Dr. Laneman, Department of Electrical Engineering. 

Project Summary:

The expanding vision for applications of drone swarms has generated significant interest but has also raise numerous technical challenges related to high-speed, low-latency, and reliable communications over drone-to-ground and drone-to-drone wireless links. Widely-deployed commercial radio technologies, e.g., cellular UMTS / LTE as well as WiFi, would seem to offer viable connectivity solutions, but they require characterization of performance tradeoffs, system-level optimizations, and standards enhancements to enable safe drone operations.

To address problems in this space, our team has been developing a low-profile computation and communications platform for drones and collaborating with drone control and software engineering researchers to conduct preliminary flight tests and data collections. The platform consists of a Raspberry Pi embedded computer with a built-in WiFi device as well as a USB UMTS / LTE device that can easily be mounted on a drone. Positioning is obtained for now via a GPS board, or "hat," for the Raspberry Pi, but it can instead be obtained from the drone itself. Software is being developed to allow the onboard computer to act as communications manager for the wireless interfaces, allowing the drone to monitor the performance of each wireless interface and controlling the types and frequencies of messages broadcast on each.
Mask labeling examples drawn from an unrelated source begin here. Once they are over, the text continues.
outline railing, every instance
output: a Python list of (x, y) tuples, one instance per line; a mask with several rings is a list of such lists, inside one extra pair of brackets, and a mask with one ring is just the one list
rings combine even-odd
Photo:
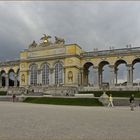
[(93, 56), (104, 56), (104, 55), (122, 55), (128, 53), (140, 53), (140, 47), (135, 48), (122, 48), (122, 49), (112, 49), (112, 50), (102, 50), (102, 51), (92, 51), (92, 52), (84, 52), (81, 53), (82, 57), (93, 57)]

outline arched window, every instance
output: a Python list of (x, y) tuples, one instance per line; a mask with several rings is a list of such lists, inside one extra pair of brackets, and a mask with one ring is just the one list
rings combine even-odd
[(37, 84), (37, 65), (31, 66), (30, 83), (31, 83), (31, 85)]
[(44, 64), (42, 68), (42, 84), (49, 84), (49, 66), (47, 64)]
[(55, 84), (63, 83), (63, 66), (61, 63), (55, 65)]

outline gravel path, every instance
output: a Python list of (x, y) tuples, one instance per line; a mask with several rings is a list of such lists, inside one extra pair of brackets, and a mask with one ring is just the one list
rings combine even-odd
[(140, 108), (0, 102), (0, 140), (140, 140)]

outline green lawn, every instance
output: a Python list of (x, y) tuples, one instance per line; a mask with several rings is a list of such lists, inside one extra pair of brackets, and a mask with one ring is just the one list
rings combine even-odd
[(7, 95), (7, 91), (0, 91), (0, 96)]
[(28, 97), (24, 102), (53, 105), (102, 106), (98, 99), (93, 98)]
[[(79, 92), (79, 94), (88, 94), (92, 93), (95, 97), (100, 97), (103, 94), (103, 91), (86, 91)], [(134, 94), (135, 97), (140, 98), (140, 91), (106, 91), (106, 94), (112, 94), (113, 97), (130, 97), (131, 94)]]

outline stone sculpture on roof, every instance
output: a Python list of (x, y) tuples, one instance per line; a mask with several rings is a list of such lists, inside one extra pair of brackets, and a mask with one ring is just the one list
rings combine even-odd
[(60, 44), (60, 43), (64, 44), (65, 43), (65, 40), (62, 39), (62, 38), (59, 38), (59, 37), (55, 36), (55, 43), (56, 44)]
[(37, 46), (37, 43), (35, 40), (33, 40), (32, 44), (29, 45), (29, 48), (35, 48)]

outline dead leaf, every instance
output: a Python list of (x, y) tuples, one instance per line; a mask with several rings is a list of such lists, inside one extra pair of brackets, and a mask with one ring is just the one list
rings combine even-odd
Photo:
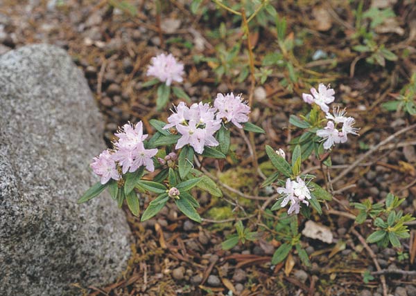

To prototype these services, we are implementing a distributed detect-and-avoid protocol called Position Intent Broadcast System (PIBS) in collaboration with industry partner InterDigital. 

Student's Role:

The REU student will work with graduate students, a software engineer, and the faculty advisor to design experiments and process collected data to characterize wireless network performance and improve wireless protocols for drone control and sensor data streaming. Basic proficiency in hardware and software from electrical engineering and computer science can be applied to these projects, and experience flying drones and/or operating amateur radios are a big plus.